Rabbi Thomas Salamon
I was seventeen years old, rebellious as most teenagers, though growing up in communist Czechoslovakia, when my father suggested that maybe I should consider becoming a Rabbi instead of a lawyer or film script writer. I found myself strangely attracted to the idea as it struck a chord with rebelling against Communism, a feisty approach that ran through my family. It also chimed with my desire to leave central Europe one day and head for the West, which I felt would require a profession much more universal than a lawyer trained in Communist European Law.
I therefore packed for Budapest, which was a culture shock; nevertheless I loved the rabbinic College not least because of the teaching from my Professor Scheiber. He told my parents that I would do well because my looks and voice would appeal to the Galleries (meaning the upstairs of orthodox Synagogues).
I studied hard for two years and served the Prague Jewish community as its student Rabbi. But when the U.S.S.R. invaded Czechoslovakia in 1968 I was advised to leave for Britain, where I first entered Jews College. My lack of English meant I struggled there but thanks to the good offices of Henry Shaw, of blessed memory, then head of Hillel House, I met the late Rabbi Hugo Gryn and he paid for my English lessons and helped me to apply to Leo Baeck College. I entered Leo Baeck in 1969 after a six months spell in Israel where I studied Hebrew and Jewish knowledge at the World Union for Jewish Students Institute in Arad.
I was ordained in June 1972 and served first at West London Synagogue for three years and then became Deputy and later Executive Director of Norwood where I served the community for three years. Before I joined Westminster I qualified as a solicitor, worked at various law firms and one accountancy firm. I have even run my own law firm, while at the same time serving various reform and liberal synagogues on a part time basis. Some fourteen years ago I changed roles and accepted the position of Rabbi at Westminster Synagogue. I liked the idea of independence and have certainly been happy to follow in the late Rabbi Albert Friedlander’s footsteps. I did not think that I would still be here after fourteen years but the spirit, love and care of the community has kept me with them and they have continued to support me as their spiritual leader.

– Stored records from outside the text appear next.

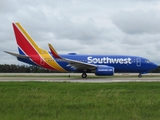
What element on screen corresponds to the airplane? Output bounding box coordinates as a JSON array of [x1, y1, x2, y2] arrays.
[[4, 22, 158, 78]]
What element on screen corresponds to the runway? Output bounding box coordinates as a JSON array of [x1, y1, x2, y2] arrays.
[[0, 73, 160, 83], [0, 77, 160, 83]]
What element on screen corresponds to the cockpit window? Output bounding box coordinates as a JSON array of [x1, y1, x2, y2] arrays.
[[145, 59, 150, 63]]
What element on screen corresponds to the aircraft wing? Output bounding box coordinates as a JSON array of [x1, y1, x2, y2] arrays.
[[48, 44, 97, 70], [4, 51, 30, 59], [63, 58, 97, 70]]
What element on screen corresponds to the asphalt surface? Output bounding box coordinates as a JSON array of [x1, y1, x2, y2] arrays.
[[0, 77, 160, 83], [0, 73, 160, 83]]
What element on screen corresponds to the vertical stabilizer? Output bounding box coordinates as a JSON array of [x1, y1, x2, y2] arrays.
[[12, 23, 67, 72], [12, 23, 46, 55]]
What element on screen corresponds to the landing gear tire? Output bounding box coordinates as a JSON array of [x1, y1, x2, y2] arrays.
[[82, 73, 87, 78], [138, 74, 142, 78]]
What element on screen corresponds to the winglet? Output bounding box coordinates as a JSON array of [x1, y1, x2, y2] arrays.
[[48, 44, 62, 59]]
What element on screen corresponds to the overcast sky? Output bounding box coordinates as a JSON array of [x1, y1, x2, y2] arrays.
[[1, 0, 160, 65]]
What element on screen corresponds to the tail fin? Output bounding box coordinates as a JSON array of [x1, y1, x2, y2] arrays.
[[12, 22, 48, 67], [12, 22, 47, 56], [12, 23, 67, 71]]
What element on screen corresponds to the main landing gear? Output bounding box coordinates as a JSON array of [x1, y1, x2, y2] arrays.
[[138, 73, 142, 78], [82, 73, 87, 78]]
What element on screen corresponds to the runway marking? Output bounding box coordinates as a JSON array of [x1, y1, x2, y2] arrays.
[[0, 77, 160, 83]]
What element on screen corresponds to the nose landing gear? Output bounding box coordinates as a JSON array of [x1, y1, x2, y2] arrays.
[[138, 73, 142, 78]]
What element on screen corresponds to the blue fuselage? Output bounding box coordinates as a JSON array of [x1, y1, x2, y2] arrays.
[[18, 53, 158, 74], [56, 54, 158, 73]]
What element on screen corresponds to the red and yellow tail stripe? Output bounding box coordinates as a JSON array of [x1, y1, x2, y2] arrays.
[[13, 22, 67, 72]]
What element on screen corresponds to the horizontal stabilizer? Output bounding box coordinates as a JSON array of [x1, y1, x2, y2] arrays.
[[4, 51, 30, 59]]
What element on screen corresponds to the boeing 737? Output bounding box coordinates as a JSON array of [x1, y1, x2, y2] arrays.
[[4, 23, 158, 78]]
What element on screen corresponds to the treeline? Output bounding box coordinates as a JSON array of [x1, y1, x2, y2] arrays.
[[0, 64, 160, 73], [0, 64, 55, 73]]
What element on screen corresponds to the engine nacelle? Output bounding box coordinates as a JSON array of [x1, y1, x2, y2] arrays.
[[95, 66, 114, 76]]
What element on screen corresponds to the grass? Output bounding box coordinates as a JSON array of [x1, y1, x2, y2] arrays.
[[0, 82, 160, 120]]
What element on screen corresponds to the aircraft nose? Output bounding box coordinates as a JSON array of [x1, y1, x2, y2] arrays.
[[151, 63, 158, 70]]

I believe it was my destiny to lead this particular synagogue because the Czech Memorial Scrolls Trust has brought me full circle, re-forging my links to my homeland and Judaism. My hopes for the Westminster community are that it will thrive and grow. I hope to be part of that growth by continuing to perpetuate the wishes of our founders by inspiring future generations of Jews.
Rabbi Judith Levitt -- Head of Education
I was born in South Africa in a small town where we were one of only two Jewish families. We moved to London when I was seven and immediately joined Finchley Reform Synagogue. I grew up in RSY and Reform Students where I loved the spirit of questioning and wrestling with Judaism in the world.
I took an unconventional path to the rabbinate which has left me with a unique approach to congregational life. I have previously lived in Canada where I loved teaching non-denominational Jewish education to children and adults. Writing and painting are my other passions and I often explore Jewish themes in my creative work. I particularly enjoy working with young people especially when they have lots to say for themselves, which I believe is the case with Westminster youth!
My first degree was in English literature and my rabbinic dissertation explored the relationship between the Psalms and contemporary Israeli poetry. I had diverse and interesting experiences studying at Leo Baeck College where I also work as Rabbinic Admissions Advisor with a commitment to finding the next generation of rabbis.
I have a particular interest in Jewish spirituality and have led many workshops using art, literature and meditation to facilitate spiritual connection. I also have a passion for social action and using our Judaism to have a positive impact on the world at large.